Dossier : ExpressionsMagazine N°607 Septembre 2005

Relire l’ar­ticle Envi­ron­ne­ment poli­tique et éco­no­mique de la France d’ici 2050” de Jacques Lesourne

Bra­vo pour le numé­ro “ La France en 2050 ” qui éclaire des ques­tions de socié­té pour les­quelles nous sommes nom­breux à recher­cher des pros­pec­tives, dis­cu­tables certes mais avant tout enrichissantes.

Je me suis jeté tout d’abord sur l’article de Lesourne “ Envi­ron­ne­ment poli­tique et éco­no­mique de la France d’ici 2050”; parce que d’expérience je m’attendais à un régal d’idées lim­pides, super­be­ment rédi­gées appor­tant des visions pers­pi­caces de notre futur. Je n’ai pas été déçu et me gar­de­rai bien d’en cri­ti­quer tel ou tel point.

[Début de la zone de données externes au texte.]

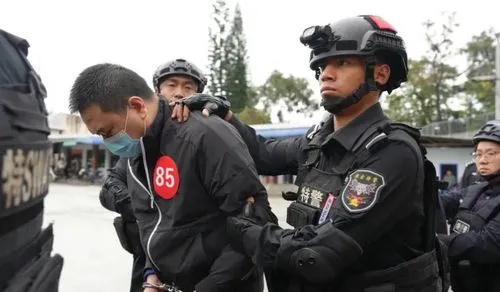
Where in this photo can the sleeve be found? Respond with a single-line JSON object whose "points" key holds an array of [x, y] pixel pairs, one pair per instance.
{"points": [[271, 156], [114, 194], [481, 246], [226, 168], [374, 197], [380, 193], [226, 272]]}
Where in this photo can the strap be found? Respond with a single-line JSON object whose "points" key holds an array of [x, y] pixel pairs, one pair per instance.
{"points": [[471, 194]]}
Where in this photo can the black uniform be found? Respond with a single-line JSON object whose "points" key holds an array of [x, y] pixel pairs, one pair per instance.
{"points": [[114, 197], [470, 175], [197, 173], [26, 263], [473, 245], [364, 185]]}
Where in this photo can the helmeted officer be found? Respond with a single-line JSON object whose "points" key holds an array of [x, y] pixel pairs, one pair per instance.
{"points": [[474, 242], [173, 80], [26, 262], [365, 213], [470, 175], [184, 180]]}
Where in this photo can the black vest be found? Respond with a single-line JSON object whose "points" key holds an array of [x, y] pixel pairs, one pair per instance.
{"points": [[318, 189], [26, 263], [467, 275]]}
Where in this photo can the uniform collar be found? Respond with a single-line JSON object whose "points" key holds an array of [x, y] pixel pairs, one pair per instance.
{"points": [[348, 135]]}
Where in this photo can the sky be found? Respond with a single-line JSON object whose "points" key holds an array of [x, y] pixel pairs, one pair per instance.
{"points": [[68, 36]]}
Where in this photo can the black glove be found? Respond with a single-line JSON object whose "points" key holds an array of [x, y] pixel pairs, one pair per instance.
{"points": [[218, 105], [236, 228]]}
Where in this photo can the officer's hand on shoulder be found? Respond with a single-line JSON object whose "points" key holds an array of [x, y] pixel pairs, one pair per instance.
{"points": [[208, 104]]}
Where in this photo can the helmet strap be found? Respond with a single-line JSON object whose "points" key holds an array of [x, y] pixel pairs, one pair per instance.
{"points": [[336, 105]]}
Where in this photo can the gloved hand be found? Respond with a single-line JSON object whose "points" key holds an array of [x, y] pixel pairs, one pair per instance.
{"points": [[217, 105], [236, 229]]}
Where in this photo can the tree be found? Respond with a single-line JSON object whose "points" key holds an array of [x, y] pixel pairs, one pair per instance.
{"points": [[431, 81], [289, 91], [253, 116], [236, 83], [216, 54], [480, 54]]}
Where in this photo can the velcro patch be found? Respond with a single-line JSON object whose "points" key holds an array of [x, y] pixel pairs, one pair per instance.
{"points": [[362, 190], [461, 227]]}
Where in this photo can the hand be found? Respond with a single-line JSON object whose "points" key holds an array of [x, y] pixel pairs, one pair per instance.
{"points": [[208, 104], [236, 228]]}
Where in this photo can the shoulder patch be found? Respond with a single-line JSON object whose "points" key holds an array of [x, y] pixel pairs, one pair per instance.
{"points": [[361, 190]]}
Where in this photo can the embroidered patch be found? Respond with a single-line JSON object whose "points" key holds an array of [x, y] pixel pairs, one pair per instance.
{"points": [[461, 227], [362, 190], [311, 196]]}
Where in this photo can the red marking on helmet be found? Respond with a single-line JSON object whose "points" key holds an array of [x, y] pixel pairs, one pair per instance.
{"points": [[381, 23]]}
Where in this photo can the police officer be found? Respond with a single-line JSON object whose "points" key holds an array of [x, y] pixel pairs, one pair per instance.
{"points": [[365, 213], [474, 245], [184, 180], [26, 263], [173, 80], [470, 175]]}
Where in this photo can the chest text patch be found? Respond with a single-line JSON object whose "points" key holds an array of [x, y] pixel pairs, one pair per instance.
{"points": [[461, 227], [166, 177], [362, 190]]}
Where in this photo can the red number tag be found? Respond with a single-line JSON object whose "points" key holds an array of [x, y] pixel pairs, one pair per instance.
{"points": [[166, 178]]}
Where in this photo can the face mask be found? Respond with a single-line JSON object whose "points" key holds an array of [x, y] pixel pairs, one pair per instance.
{"points": [[122, 144]]}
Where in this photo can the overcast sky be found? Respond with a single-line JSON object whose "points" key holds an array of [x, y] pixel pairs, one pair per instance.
{"points": [[68, 36]]}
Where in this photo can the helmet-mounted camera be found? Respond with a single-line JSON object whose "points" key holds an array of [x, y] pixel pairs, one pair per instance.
{"points": [[319, 38]]}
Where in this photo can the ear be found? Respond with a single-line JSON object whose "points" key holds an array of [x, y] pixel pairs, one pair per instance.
{"points": [[382, 73], [137, 103]]}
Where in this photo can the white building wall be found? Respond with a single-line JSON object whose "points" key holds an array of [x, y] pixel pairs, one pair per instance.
{"points": [[458, 156]]}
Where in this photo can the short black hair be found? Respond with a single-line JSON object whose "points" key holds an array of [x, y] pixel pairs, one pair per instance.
{"points": [[108, 86]]}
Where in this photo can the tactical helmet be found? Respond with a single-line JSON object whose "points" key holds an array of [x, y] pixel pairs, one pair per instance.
{"points": [[364, 35], [488, 132], [179, 67]]}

Sa vision du monde est récon­for­tante. Dans notre futur s’esquissent de nou­veaux pro­blèmes dont la gra­vi­té sera maî­tri­sée tôt ou tard et tant bien que mal à la mesure de la sagesse des nations. Il a rai­son quand il prend pour réfé­rence le recul de cin­quante ans ; nous avons évi­té plu­sieurs fois la troi­sième guerre mon­diale à Ber­lin, en Corée du Nord, à Cuba, dans le golfe d’Aqaba, etc. La démo­cra­tie à l’étiage en 1945 n’a ces­sé de pro­gres­ser dans un monde qui gagne en sagesse ; l’ONU a apai­sé bien des litiges.

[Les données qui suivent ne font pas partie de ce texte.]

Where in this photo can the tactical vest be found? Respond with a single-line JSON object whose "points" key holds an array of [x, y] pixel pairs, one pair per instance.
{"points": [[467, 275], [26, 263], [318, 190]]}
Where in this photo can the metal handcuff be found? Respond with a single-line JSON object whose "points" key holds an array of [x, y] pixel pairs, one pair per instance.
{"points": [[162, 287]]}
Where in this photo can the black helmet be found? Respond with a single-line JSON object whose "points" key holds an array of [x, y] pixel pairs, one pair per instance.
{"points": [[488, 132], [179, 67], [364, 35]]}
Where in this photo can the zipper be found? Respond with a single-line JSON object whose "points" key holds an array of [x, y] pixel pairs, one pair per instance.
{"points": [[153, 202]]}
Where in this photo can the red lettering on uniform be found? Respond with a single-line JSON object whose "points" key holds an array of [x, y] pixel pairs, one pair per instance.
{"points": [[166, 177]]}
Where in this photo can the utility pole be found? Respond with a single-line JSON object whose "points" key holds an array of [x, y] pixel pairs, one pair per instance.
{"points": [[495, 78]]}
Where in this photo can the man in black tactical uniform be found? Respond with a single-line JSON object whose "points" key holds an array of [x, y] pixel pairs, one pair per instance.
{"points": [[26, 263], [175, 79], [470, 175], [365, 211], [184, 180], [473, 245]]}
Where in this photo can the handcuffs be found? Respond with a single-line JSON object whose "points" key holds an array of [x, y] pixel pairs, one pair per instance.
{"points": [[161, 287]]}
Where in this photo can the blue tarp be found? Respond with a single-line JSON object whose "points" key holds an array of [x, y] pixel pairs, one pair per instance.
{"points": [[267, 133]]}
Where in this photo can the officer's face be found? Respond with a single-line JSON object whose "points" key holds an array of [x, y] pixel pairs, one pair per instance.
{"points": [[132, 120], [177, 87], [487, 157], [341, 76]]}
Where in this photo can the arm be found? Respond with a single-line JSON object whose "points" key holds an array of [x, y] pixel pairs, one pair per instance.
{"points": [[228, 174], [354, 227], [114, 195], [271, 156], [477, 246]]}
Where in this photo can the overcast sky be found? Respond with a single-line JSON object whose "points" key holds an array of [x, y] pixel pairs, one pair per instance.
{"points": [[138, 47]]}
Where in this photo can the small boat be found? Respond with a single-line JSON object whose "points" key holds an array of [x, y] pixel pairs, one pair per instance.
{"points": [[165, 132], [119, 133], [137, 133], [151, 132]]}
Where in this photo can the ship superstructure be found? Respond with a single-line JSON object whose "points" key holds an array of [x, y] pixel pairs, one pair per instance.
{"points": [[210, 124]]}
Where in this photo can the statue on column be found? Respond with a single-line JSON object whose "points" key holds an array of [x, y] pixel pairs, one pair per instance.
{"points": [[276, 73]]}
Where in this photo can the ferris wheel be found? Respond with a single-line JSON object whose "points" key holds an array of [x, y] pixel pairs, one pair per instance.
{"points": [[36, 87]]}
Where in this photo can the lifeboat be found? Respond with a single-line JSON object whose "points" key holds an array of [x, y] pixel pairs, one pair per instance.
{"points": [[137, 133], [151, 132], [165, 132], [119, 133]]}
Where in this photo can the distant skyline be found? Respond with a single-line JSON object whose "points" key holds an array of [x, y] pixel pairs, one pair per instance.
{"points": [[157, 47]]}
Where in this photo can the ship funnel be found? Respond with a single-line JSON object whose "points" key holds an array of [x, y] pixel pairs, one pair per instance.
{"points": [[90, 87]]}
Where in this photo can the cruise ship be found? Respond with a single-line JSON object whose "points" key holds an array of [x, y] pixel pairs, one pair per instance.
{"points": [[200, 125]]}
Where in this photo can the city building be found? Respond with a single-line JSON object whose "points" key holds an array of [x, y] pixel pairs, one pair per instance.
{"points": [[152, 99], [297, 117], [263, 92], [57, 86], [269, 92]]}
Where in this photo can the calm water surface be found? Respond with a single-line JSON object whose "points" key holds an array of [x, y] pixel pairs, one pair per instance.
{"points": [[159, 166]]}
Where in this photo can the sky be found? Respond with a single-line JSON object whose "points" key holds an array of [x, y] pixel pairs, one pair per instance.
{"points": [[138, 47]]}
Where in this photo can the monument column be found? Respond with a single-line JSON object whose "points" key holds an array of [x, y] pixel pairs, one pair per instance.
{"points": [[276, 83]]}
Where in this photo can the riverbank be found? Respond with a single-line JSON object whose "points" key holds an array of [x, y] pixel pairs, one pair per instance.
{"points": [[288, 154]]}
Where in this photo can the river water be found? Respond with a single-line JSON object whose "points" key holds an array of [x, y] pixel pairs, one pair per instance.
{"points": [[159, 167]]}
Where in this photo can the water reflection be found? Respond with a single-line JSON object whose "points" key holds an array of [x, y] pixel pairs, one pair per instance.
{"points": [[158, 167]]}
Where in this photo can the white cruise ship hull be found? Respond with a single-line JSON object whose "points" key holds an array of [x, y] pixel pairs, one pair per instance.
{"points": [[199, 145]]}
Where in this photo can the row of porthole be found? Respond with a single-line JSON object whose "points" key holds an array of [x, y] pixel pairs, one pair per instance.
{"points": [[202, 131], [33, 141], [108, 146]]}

Si on prend pour réfé­rence le recul de soixante-dix ans sa pers­pec­tive est plus dis­cu­table. En 1935, à part quelques-uns, nous crai­gnions seule­ment de devoir gérer un conflit clas­sique de ter­ri­toires en nous pro­té­geant par la ligne Magi­not et nous igno­rions la menace de l’atroce Shoah ; les livres d’un colo­nel incon­nu sur la guerre future parais­saient hors de pro­pos ; le fas­cisme serait contrô­lé. Mais l’histoire s’est éva­dée de nos pro­nos­tics. Aujourd’hui nous sommes mieux armés pour muse­ler les conflits et même ceux dont la nature nou­velle est appa­rue plus récem­ment. Mais peut-on comme Lesourne se conten­ter d’extrapoler la vision récon­for­tante : soixante ans sans véri­table catas­trophe mon­diale ? Ou ne faut-il pas cher­cher à mieux iden­ti­fier ce que l’histoire laisse ger­mer sans nous en dou­ter de conflits majeurs d’une nature insoup­çon­née comme l’a été de fait la Seconde Guerre mondiale.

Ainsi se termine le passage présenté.